Tail drop applies to PQ queues for services that have high requirements for real-time performance. Tail drop drops packets only when the queue overflows. In addition, PQ queues preempt bandwidths of other queues. Therefore, when traffic congestion occurs, highest bandwidths can be provided for real-time services.

WRED applies to WFQ queues. WFQ queues share bandwidth based on the weight and are prone to traffic congestion. Using WRED for WFQ queues effectively resolves TCP global synchronization when traffic congestion occurs.

WRED Lower and Upper Thresholds and Drop Probability Configuration

In actual applications, the WRED lower threshold is recommended to start from 50% and change with the drop precedence.

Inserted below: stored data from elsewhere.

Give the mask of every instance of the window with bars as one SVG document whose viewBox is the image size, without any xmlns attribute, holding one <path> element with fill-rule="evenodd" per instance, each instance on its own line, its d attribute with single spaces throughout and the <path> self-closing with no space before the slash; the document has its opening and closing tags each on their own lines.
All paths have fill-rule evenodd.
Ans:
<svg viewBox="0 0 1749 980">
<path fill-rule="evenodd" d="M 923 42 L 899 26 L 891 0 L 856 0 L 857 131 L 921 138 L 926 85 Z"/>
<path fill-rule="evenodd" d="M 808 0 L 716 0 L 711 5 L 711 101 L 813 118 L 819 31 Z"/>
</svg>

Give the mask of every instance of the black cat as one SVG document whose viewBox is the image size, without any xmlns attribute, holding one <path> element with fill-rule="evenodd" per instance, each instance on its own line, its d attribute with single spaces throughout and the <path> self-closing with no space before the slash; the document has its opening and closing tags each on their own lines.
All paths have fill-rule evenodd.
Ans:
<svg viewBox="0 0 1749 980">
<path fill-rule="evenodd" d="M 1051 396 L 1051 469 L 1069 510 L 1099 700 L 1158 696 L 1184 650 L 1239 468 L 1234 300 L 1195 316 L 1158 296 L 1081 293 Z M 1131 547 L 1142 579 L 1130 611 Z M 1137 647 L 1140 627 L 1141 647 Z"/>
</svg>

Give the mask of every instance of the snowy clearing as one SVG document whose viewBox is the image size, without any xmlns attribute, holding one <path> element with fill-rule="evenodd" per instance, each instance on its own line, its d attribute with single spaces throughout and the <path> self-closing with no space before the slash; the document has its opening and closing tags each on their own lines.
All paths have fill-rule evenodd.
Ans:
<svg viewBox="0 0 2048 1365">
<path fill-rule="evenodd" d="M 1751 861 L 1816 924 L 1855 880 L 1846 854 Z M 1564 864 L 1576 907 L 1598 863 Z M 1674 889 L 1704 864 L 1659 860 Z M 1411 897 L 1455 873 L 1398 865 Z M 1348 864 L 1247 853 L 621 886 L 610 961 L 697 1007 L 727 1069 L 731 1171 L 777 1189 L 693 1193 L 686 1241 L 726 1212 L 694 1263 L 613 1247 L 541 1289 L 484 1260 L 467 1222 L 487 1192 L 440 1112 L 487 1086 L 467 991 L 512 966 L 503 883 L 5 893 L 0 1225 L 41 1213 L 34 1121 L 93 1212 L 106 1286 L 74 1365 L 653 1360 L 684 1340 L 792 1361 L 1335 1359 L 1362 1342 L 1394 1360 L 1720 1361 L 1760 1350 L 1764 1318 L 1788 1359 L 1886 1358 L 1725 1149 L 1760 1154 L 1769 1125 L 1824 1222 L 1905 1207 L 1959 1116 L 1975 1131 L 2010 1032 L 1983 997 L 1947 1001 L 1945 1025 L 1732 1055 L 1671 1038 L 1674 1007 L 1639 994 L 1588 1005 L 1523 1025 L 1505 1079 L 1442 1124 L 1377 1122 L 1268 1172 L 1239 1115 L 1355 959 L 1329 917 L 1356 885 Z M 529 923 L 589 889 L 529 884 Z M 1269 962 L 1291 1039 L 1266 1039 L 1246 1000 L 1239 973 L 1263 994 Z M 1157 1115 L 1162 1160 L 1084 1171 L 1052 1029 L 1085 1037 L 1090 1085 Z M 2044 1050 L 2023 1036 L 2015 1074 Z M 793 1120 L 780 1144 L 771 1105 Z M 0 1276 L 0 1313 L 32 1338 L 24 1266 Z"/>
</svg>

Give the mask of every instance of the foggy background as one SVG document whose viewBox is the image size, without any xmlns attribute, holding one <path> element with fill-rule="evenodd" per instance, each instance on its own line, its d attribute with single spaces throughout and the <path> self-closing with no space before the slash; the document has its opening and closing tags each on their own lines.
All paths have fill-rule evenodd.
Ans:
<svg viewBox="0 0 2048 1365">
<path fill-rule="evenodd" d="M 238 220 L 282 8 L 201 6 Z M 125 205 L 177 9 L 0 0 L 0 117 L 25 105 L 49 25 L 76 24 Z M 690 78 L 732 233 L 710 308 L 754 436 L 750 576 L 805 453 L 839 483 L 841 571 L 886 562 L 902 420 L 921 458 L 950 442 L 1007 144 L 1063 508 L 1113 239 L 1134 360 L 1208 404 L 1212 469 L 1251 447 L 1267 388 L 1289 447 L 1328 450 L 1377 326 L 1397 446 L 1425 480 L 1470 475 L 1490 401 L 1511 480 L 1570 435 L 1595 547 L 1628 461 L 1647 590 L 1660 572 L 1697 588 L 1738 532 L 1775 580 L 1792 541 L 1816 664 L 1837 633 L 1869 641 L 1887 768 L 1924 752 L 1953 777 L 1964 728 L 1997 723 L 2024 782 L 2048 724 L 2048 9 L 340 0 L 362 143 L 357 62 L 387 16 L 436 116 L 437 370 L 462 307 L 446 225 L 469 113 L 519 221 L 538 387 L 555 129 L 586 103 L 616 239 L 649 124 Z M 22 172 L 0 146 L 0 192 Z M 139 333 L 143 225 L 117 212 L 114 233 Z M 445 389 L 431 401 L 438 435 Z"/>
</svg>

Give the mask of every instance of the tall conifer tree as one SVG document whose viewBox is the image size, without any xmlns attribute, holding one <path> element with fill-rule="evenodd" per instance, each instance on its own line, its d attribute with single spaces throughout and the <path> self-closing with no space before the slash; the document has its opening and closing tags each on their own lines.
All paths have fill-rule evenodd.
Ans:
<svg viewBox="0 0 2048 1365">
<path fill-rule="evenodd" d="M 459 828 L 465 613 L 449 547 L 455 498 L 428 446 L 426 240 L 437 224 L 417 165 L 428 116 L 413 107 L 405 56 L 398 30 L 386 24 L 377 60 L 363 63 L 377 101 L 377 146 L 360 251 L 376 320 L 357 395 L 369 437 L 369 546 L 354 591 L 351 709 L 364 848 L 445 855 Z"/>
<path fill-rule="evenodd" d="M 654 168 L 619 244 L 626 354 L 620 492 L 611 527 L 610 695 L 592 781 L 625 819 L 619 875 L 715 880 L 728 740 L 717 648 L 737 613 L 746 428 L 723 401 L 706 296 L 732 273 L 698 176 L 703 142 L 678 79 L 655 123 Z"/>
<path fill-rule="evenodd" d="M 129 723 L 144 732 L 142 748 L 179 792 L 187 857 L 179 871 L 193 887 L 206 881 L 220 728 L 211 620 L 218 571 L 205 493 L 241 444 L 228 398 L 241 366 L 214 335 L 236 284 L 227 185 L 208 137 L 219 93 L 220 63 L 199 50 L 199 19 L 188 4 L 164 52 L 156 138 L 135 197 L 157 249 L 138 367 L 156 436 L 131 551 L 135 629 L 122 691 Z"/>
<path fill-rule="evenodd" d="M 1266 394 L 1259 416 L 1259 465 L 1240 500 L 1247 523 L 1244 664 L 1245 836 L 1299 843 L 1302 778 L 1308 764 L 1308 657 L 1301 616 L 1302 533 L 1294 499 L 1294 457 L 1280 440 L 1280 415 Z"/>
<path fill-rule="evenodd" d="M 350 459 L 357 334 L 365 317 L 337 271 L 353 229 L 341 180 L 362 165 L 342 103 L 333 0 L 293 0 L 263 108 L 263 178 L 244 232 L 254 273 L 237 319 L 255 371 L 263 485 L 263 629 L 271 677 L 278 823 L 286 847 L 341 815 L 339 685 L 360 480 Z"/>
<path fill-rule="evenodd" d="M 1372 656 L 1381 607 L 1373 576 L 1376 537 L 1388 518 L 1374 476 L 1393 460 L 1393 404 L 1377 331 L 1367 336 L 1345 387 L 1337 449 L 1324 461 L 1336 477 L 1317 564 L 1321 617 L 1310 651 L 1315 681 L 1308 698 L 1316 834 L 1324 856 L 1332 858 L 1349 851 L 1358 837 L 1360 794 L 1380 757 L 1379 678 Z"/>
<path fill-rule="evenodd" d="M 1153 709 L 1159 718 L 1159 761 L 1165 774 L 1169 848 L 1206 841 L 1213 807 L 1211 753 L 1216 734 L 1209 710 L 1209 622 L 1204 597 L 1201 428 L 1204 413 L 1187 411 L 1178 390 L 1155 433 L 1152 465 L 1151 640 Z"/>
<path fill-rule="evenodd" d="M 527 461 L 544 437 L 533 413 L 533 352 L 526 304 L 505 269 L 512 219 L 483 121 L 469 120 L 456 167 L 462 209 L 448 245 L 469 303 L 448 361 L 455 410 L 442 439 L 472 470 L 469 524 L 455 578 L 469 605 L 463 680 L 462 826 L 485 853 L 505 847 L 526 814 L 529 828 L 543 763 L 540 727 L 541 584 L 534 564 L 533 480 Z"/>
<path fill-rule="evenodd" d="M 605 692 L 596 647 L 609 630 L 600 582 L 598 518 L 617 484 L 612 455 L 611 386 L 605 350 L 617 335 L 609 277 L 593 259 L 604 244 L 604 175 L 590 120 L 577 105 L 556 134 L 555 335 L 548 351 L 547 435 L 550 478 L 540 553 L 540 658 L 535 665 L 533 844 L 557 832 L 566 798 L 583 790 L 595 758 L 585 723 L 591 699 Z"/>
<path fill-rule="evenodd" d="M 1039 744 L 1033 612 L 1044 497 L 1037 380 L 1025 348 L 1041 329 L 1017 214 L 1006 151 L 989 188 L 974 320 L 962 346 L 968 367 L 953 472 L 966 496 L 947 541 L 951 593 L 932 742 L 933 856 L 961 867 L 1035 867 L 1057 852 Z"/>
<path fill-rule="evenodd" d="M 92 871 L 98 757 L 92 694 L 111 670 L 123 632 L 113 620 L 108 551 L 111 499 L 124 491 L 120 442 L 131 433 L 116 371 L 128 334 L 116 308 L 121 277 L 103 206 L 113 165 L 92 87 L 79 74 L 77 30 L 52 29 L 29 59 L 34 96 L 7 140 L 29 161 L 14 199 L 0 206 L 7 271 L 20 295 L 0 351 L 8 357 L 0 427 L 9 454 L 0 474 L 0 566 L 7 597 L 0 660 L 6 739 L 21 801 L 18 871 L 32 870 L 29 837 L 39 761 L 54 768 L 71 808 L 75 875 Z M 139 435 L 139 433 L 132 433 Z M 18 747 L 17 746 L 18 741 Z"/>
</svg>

As shown in Figure 5, a lowest drop probability and highest lower and upper thresholds are recommended for green packets; a medium drop probability and medium lower and upper thresholds are recommended for yellow packets; a highest drop probability and lowest lower and upper thresholds are recommended for red packets. When traffic congestion intensifies, red packets are first dropped due to low lower threshold and high drop probability. As the queue length increases, the device drops green packets at last. If the queue length reaches the upper threshold for red/yellow/green packets, red/yellow/green packets respectively start to be tail dropped.

Figure 5 WRED drop probability for three drop precedences

Maximum Queue Length Configuration

The maximum queue length can be set on Huawei routers. As Queues and Congestion Management describes, when traffic congestion occurs, packets accumulate in the buffer and are delayed. The delay is determined by the queue buffer size and the output bandwidth allocated to a queue. When the output bandwidths are the same, the shorter the queue, the lower the delay.

The queue length cannot be set too small. If the length of a queue is too small, the buffer is not enough even if the traffic rate is low. As a result, packet loss occurs. The shorter the queue, the less the tolerance of burst traffic.

The queue length cannot be set too large. If the length of a queue is too large, the delay increases along with it. Especially when a TCP connection is set up, one end sends a packet to the peer end and waits for a response. If no response is received within the timer timeout period, the TCP sender retransmits the packet. If a packet is buffered for a long time, the packet has no difference with the dropped ones.

Setting the queue length to 10 ms x output queue bandwidth is recommended for high-priority queues (CS7, CS6, and EF); setting the queue length to 100 ms x output queue bandwidth is recommended for low-priority queues.